While the move to ground loading would save Frontier money in the long run, its executives say the decision was more about efficiency. The new gates would allow quicker turnaround times between flights — cutting time by nearly half in some cases — because the airline could load and unload passengers at both the front and rear doors on a plane, via stairways or switch-backing ramps. Each gate would be able to process more planes per day.

“Anybody who travels internationally … within Europe, you’re going to see ground boarding just about everywhere, even for mainline aircraft,” said Jake Filene, senior vice president of Frontier’s customers division. “So for us, it makes a more efficient process and allows us to do what we’re all striving to do, which is to have our aircraft in the sky and not sitting on the ground.”

One downside for passengers is the long trek between the new gates and the center of Concourse A, with its connections to DIA’s terminal. They also will be more exposed to the elements while boarding.

But the proposal, set to receive its first Denver City Council hearing at 1:30 p.m. Wednesday, answers a question that’s hung in the air through other recent gate expansions at DIA: What about Frontier?

United and Southwest airlines locked down all 39 new gates that will open by year’s end as part of $1.5 billion in recent expansions across all three concourses. United, which operates one of its largest connecting hubs at DIA, had the largest market share last year, at 44%, while Southwest came in second, at nearly 32%. Frontier, whose market share was 11%, maintains DIA as its second-largest base, behind Orlando International Airport.

The hometown airline is in the midst of a pending merger with Spirit Airlines, a fellow “ultra low-cost” airline with a largely complementary route network serving the Eastern United States and the Carribean. But that deal was challenged this week by a competing unsolicited bid by JetBlue Airways to buy Spirit.

Whatever happens is unlikely to affect its new plans in Denver, Frontier says.

“This is a commitment to Denver,” Filene said. “It’s a commitment to capacity growth in Denver and a new passenger experience in Denver.”

Frontier’s new facility, if approved by the City Council in coming weeks, would be 120,000 square feet, making use of two existing ground-load wings that extend eastward at ground level from the end of Concourse A. The project includes a 37,000-square-foot addition to a newer temporary facility built four years ago to provide nine gates for United while other gate additions were underway elsewhere.
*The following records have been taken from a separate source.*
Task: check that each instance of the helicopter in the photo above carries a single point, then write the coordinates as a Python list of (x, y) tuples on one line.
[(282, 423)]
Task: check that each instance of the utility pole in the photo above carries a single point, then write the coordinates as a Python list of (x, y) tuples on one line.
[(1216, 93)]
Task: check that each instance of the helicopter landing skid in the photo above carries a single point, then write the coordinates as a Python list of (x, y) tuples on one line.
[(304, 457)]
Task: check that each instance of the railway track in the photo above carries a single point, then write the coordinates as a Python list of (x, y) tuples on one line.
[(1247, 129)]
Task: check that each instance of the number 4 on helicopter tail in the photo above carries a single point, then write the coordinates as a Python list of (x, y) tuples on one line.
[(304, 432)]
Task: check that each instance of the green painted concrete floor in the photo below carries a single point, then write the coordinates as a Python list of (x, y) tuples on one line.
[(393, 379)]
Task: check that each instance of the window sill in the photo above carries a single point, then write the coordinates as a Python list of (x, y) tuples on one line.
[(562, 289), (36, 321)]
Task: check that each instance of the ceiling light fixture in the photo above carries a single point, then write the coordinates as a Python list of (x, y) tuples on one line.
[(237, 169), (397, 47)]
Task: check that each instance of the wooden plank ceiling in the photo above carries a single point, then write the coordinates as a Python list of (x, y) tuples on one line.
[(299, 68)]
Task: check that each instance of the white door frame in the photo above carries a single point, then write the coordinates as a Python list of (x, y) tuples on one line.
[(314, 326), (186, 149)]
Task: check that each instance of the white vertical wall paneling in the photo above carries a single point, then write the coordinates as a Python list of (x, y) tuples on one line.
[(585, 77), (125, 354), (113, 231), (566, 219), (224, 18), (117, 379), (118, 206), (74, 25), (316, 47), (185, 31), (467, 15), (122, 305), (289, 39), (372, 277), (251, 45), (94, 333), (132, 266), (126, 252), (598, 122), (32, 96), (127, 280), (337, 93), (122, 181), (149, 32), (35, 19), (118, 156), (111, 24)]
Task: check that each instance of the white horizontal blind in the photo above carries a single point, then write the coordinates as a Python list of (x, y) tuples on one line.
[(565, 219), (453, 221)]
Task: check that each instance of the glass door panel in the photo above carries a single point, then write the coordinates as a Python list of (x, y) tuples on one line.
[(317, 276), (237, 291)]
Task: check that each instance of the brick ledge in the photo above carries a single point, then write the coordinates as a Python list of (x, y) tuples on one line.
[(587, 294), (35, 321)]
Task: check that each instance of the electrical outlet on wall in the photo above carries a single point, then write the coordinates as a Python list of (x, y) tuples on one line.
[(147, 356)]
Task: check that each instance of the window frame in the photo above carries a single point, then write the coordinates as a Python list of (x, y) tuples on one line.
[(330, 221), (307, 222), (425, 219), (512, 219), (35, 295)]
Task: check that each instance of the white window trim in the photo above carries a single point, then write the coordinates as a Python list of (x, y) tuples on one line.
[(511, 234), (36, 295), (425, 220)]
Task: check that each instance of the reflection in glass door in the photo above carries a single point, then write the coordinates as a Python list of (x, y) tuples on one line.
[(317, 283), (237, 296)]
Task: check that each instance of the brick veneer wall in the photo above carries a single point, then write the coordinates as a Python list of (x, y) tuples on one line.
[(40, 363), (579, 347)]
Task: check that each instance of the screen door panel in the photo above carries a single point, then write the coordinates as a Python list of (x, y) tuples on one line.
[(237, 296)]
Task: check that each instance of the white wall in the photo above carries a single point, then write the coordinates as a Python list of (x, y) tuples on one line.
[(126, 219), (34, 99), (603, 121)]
The expanded facility would include support space and, between the gate wings, a new 8,000 square-foot maintenance facility.

To pay for the project, DIA plans to issue bonds repaid by its $4.50 passenger facility charge on each ticket. But Filene said Frontier’s new rent structure, which keeps its per-gate rate flat instead of decreasing them for the ground-load gates, will help DIA recoup the cost over the long term.

Frontier had leased 14 gates at DIA until it gave up six of them under a lease amendment in late 2015 that was aimed at saving money by consolidating its operation at DIA. More recently, as the airline and DIA assessed its needs, Frontier operated on a short-term lease.

The airline now serves about 80 destinations from Denver and says it needs the additional capacity.

“This agreement marks a new era for Frontier Airlines and Denver International Airport,” President and CEO Barry Biffle said in a statement provided by Frontier.

Other new projects proposed at DIA

Documents filed with a council committee ahead of Wednesday’s meeting outline $317 million in contract amendments with the prime contractors responsible for its Concourse Expansion Program. That program, originally $1.5 billion, was expanded to $2.1 billion in 2020 to add customizations for United and Southwest and refurbishments to older parts of the concourses.

Besides the ground-load expansion for Frontier, other new components proposed include pavement rehabilitation for apron areas at several original gates and a new taxiway to expand de-icing pad capacity.

They also include about $50 million in insurance-covered repairs to the gate expansion on the east end of Concourse B, where the rupture of a hot-water pipe in December caused extensive damage to the nearly complete addition.